Although there are medications available for people with excessive sleepiness, they are often recommended along with other types of treatments, therapies, and behavior modifications.
- Wakefulness-promoting agents: This class of medications is used to treat excessive sleepiness in patients with narcolepsy and residual sleepiness in certain cases of sleep apnea. Scientists believe these drugs affect the sleep-wake centers in the brain.
- Stimulants: Stimulant drugs may be used to treat narcolepsy and encourage alertness. Some are also prescribed to people who have ADHD.
- Benzodiazepine receptor agonists: These hypnotics are used to help with nighttime sleep . Improving the quantity and quality of sleep at night can help reduce EDS. However, there is a risk of dependency, loss of effectiveness, withdrawal symptoms, or overdose with this class of drugs.
Consult your physician before starting or stopping any medication. Ensure they are fully aware of your health history, including allergies, mental health concerns, and physical conditions. Also, share with them any other medications, herbal supplements, or over-the-counter drugs you take, as these could interfere with prescribed medications.

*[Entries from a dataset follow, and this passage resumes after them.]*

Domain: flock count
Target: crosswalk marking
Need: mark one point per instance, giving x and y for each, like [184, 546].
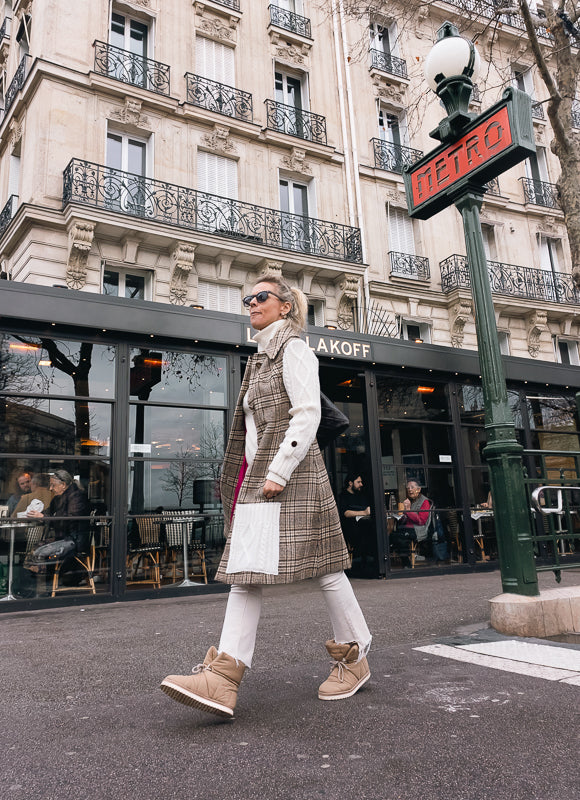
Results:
[519, 665]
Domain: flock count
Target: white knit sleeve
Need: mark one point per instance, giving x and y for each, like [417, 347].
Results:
[300, 375]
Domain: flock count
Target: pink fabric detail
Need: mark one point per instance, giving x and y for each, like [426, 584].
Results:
[241, 476]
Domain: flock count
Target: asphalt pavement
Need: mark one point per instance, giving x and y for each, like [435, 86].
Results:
[83, 716]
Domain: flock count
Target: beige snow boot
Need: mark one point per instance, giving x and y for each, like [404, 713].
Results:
[347, 675]
[213, 686]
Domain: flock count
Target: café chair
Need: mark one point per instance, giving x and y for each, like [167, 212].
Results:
[146, 553]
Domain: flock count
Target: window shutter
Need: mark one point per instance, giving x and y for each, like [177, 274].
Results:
[216, 297]
[401, 238]
[217, 175]
[214, 61]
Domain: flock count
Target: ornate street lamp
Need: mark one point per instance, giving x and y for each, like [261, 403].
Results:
[474, 150]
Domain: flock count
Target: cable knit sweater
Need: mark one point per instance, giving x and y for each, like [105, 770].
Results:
[300, 375]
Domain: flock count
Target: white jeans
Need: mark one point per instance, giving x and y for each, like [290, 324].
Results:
[238, 637]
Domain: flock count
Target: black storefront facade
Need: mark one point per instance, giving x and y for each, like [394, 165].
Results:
[134, 401]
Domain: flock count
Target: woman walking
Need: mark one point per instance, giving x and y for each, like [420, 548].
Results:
[280, 516]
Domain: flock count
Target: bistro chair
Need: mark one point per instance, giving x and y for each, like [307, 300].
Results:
[146, 553]
[176, 530]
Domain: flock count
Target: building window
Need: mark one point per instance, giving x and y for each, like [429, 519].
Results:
[566, 351]
[217, 175]
[132, 284]
[217, 297]
[316, 313]
[504, 342]
[414, 331]
[214, 61]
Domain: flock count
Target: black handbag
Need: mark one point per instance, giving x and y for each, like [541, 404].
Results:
[332, 422]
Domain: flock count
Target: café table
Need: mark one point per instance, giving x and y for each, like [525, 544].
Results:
[12, 526]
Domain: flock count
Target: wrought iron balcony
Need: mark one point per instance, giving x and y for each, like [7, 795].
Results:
[388, 63]
[218, 97]
[394, 157]
[512, 280]
[16, 83]
[127, 67]
[125, 193]
[235, 4]
[8, 212]
[540, 193]
[5, 28]
[290, 21]
[405, 265]
[295, 122]
[538, 111]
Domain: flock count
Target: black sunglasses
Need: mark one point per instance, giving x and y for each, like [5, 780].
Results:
[261, 297]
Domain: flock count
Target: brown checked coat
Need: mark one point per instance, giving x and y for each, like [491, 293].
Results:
[311, 540]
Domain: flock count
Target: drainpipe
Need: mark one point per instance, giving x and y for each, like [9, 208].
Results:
[354, 152]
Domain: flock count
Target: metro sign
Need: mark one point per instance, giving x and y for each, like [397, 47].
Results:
[496, 140]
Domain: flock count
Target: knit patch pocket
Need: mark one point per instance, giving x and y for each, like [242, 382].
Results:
[255, 538]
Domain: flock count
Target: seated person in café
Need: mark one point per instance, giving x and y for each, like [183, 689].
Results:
[355, 515]
[39, 490]
[23, 482]
[413, 525]
[63, 538]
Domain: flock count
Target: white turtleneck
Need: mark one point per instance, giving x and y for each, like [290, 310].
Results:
[300, 376]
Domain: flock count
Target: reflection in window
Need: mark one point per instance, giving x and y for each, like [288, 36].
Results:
[53, 426]
[39, 365]
[174, 377]
[197, 434]
[412, 399]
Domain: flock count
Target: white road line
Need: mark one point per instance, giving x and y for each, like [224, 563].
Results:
[542, 654]
[504, 664]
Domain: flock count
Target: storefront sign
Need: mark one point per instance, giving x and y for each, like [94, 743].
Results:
[332, 347]
[496, 140]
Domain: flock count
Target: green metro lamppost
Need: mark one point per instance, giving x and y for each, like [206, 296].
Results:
[474, 150]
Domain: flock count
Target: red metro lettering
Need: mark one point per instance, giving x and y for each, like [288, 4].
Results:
[462, 158]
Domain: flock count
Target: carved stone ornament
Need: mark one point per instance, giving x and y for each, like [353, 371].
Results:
[349, 286]
[131, 114]
[296, 162]
[182, 257]
[537, 323]
[219, 140]
[215, 28]
[459, 315]
[395, 198]
[269, 265]
[80, 240]
[387, 90]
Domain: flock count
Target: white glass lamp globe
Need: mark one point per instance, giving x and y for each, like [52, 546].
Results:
[448, 57]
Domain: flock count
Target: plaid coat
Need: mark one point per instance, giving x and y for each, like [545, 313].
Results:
[311, 540]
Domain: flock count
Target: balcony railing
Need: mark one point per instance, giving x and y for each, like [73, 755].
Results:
[218, 97]
[388, 63]
[538, 111]
[16, 83]
[394, 157]
[235, 4]
[405, 265]
[125, 193]
[5, 29]
[127, 67]
[512, 280]
[8, 212]
[290, 21]
[540, 193]
[295, 122]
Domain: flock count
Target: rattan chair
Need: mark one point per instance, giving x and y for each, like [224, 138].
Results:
[146, 554]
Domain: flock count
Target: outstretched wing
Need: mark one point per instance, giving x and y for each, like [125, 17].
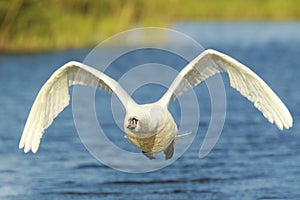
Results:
[54, 97]
[241, 78]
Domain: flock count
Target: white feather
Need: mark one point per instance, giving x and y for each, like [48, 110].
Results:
[54, 97]
[241, 78]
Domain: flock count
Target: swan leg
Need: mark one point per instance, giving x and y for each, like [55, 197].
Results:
[169, 151]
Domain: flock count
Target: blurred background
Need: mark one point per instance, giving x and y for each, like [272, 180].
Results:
[33, 25]
[252, 159]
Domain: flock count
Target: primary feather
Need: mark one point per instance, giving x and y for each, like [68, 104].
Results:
[54, 97]
[241, 78]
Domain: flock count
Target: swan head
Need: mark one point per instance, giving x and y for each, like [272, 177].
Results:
[133, 123]
[145, 119]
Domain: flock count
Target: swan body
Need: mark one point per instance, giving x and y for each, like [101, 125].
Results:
[150, 127]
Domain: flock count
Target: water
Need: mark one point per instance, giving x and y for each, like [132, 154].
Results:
[252, 159]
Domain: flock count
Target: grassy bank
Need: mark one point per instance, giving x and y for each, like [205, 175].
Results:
[34, 25]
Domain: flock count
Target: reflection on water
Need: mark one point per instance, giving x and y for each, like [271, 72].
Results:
[252, 160]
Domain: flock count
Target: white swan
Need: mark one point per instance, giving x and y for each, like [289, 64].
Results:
[150, 127]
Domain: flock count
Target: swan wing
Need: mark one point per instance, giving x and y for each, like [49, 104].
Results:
[54, 96]
[250, 85]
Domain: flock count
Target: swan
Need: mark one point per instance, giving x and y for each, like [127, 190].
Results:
[149, 127]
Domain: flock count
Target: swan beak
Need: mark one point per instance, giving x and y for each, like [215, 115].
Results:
[132, 123]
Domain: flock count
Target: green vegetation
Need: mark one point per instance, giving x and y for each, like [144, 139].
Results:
[36, 25]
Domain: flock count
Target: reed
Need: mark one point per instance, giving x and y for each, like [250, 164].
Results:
[34, 25]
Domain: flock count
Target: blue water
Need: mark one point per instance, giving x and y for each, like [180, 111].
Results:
[252, 159]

If you receive a prescription to treat excessive daytime sleepiness, carefully follow the directions provided by your physician and pharmacist. Avoid any potentially dangerous activities such as driving until you are sure of how the medication affects you. Remember that these medications can have a variety of side effects. Take note of any side effects you experience and report them to your physician.
Do Supplements Help Treat Excessive Daytime Sleepiness?
Some over-the-counter caffeine pills are intended to help you stay alert, and can contain as much or more caffeine than a cup of coffee . Although some of these pills may provide an energy boost, they can also have negative side effects such as jitteriness, headaches, and increased heart rate. Excessive caffeine can also impact your circadian rhythm, making sleeping at night more difficult. Also, as a person becomes dependent on caffeine, it can be less effective at providing alertness.
Sometimes people opt for herbal supplements in hopes of obtaining better sleep. Common choices include chamomile, lavender, and kava. However, little research has been conducted on these supplements and there is little evidence to suggest their positive impact on sleep. For instance, chamomile does not appear to help people with insomnia sleep better but may help improve the quality of sleep for people without insomnia . Kava can be used to treat anxiety , but its effect on sleep has not been comprehensively studied. Kava usage may negatively impact liver health.
Some people with circadian rhythm disorders benefit from taking melatonin supplements before bedtime to help them fall asleep and wake up on time.
Overall, it is better to focus on sleep quality and quantity whenever possible rather than relying on supplements. A daily routine and good sleep hygiene can help you feel well rested.